見えない「でんき」が見えてくる! だから電気はおもしろい
Part11:志度でのひととき 高知支部お客さまサービス課
契約係長

細川 真由美
  明けましておめでとうございます。
  本年もよろしくお願いします。
と、年が変わるのをきっかけに、気持ちを新たに清々しい話題をお届けしたいのですが、今回も相変わらず旅とお酒の話題になりそうです…。

  ふだんは何の連絡もしないのに、毎年暮れになると必ず集まって飲む友人が2人います。
  今回は、3人で泊まりがけの忘年会をしようということになり、「カニ食べたい」「エビ食べたい」「貝食べたい」とあれこれ相談しているうちに、「香川県の志度に牡蠣食べ放題の店がある!」という情報を入手し、全員一致で「牡蠣食べ放題」に決定しました。
  3人とも「♪あーとーいーくつねるーとー」という状態でその日を指折り待ち、スーパーの生鮮コーナーで牡蠣のパックを見ても「ここで食べてはいけない」とじっと我慢をしてその日を待ちました。
  さて、待ちに待った当日、高知を13時に出発。道中、「牡蠣食べ放題は予約したし、宿も予約して準備OKだけど、こんなに早く出発して何するの?」ということになり、「お寺に行こう」「そうしよう」「宿の近くに平賀源内先生遺品館があるよ」「じゃあ、そこも行こう」とあっという間にすばらしいスケジュールができました。
  お寺は、第85番札所の八栗寺を訪ねました。
  八栗寺の命名の由来は、唐へ渡る前の空海が五剣山に登り、仏教を学ぶ念願が叶うか試すために8つの焼栗を埋めたところ、帰国して再びこの地を訪れると焼栗は芽を吹いて成長していたということで八栗寺と呼ばれるようになったそうです。
  八栗寺は、五剣山の中腹にあり、歩くとかなり大変そうですが、私たちはケーブルカーで上がり、楽々とすばらしい景色を堪能しました。
  私たちが行った時には、ちょうど雲の間から太陽の光が差し込む光芒が見られ、神秘的な光景にしばらく見とれてしまいました。
  お寺や神社は、大好きな場所です。心が洗われます。
  次に訪れたのは、平賀源内先生遺品館。
  源内さんは、高松藩の軽輩御蔵番の子として1728年に讃岐志度浦に生まれています。その旧邸が遺品館になっています。
  遺品館は小さな建物ですが、見ごたえのある展示品がありました。
  今現存している源内作のエレキテルの2つのうちの1つが、この遺品館にありました。
  源内さんは、長崎でオランダ製の壊れたエレキテルを手に入れ、これを7年後に復元したとのこと。
  エレキテルとは、摩擦静電気の発生装置。
  オランダで発明され、見世物や医療器具(効果はあやしい?)として用いられていたそう。

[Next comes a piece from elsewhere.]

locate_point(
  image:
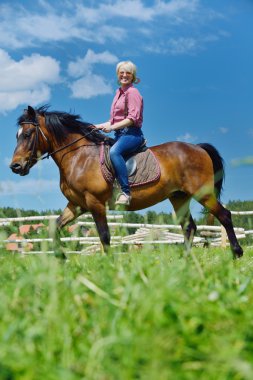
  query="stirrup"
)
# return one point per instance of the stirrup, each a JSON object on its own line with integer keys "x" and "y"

  木製の箱型の内部に蓄電器があり、外付けのハンドルを回すと内部でガラスが摩擦され、発生した電気が銅線へ伝わって放電するしくみ。
  遺品館には、エレキテルと同じしくみの装置があって、案内してくださった方が「ハンドルを回してみてください」とおっしゃるので挑戦してみました。
  30回ほどハンドルを回すと火花が出たり、蛍光ランプを瞬間的に光らせたりすることができます。
  小学生の理科の実験のようで童心に戻って楽しむことができました。
  2000年に朝日新聞が行った「この1000年『日本の科学者』読者人気投票」では、1位は野口英世、2位は湯川秀樹、3位が平賀源内でした。
  科学者での堂々3位に驚きますが、源内さんは、発明家・文芸家・陶芸家・画家・本草家・起業家・鉱山家といろんな顔をもっていました。
  土用の丑の日に鰻を食べる風習は、夏になると暑いので鰻が売れなくて困っていた鰻屋が源内さんに相談をもちかけ、「本日、土用丑の日」と書いた張り紙をしたら大繁盛したことがきっかけだということです。
  また、今、世間を騒がせているアスベストにも関係しているのです。
  源内さんはアスベストを秩父山中で発見し、火の中に入れると汚れだけが燃える「火浣布」と名づけて宣伝したとのこと。
  その他にもいろんなことをしていて、年譜を見ると長崎に遊学した25歳ぐらいから毎年いろんなことを手がけているのですが、残念ながら最後は人を傷つけ、52歳で獄中死するという何とも奇想天外な方だったようです。
  ボランティアの方がお世話しているという敷地内の薬草園もおもしろく、一時ハマっていた韓国の人気ドラマ「チャングムの誓い」(16世紀の朝鮮王朝の時代に実在した医女の物語で、薬草の話がよく出てくる)を思い出しました。
  こうして遺品館で、じっくり時間をかけて見ていたらちょうどいい頃合いになったので、待ちに待った「牡蠣食べ放題」のお店に繰り出しました。
  から付きの牡蠣を鉄板で豪快に焼いて、レモン汁・ポン酢・しょうゆ・ケチャップ・マヨネーズ・わさび・からし・にんにく等々、好みでいろんな味つけができるようになっていました。
  このお店は食べ物、飲み物の持ち込み自由というのも魅力的です。私たちは、ワインと日本酒を持って行きました。
  から付きの牡蠣を自分で焼くのは初めてだったので、「初心者なので教えてください」と焼け具合の見極め方をお店の方に伝授してもらって焼けるのを待ちました。
イメージイラスト(やっぱりこたつっていいねぇ)  食べ放題は2時間の時間制限。
  「何個食べたら元がとれる?」「30個は食べんといかんろう」ということで、最初は「なかなか焼けんねぇ。30個食べれるろうか」とあせっていましたが、1時間をすぎたころから「おなかがいっぱいになってきたけど、まだ時間あるね」「あとで牡蠣の炊き込みご飯とお味噌汁も出てくるよ」「ご飯はちょっとでいいよね」と言いながら、ご飯もお味噌汁もおいしかったのでしっかり食べて、2時間待たずにギブアップ。
  その後も旅館で飲んで、「あと1年は牡蠣を食べなくてもいいよね」と言いつつ、「来年は、日本海の温泉宿でカニを食べよう」と懲りない私たちでありました。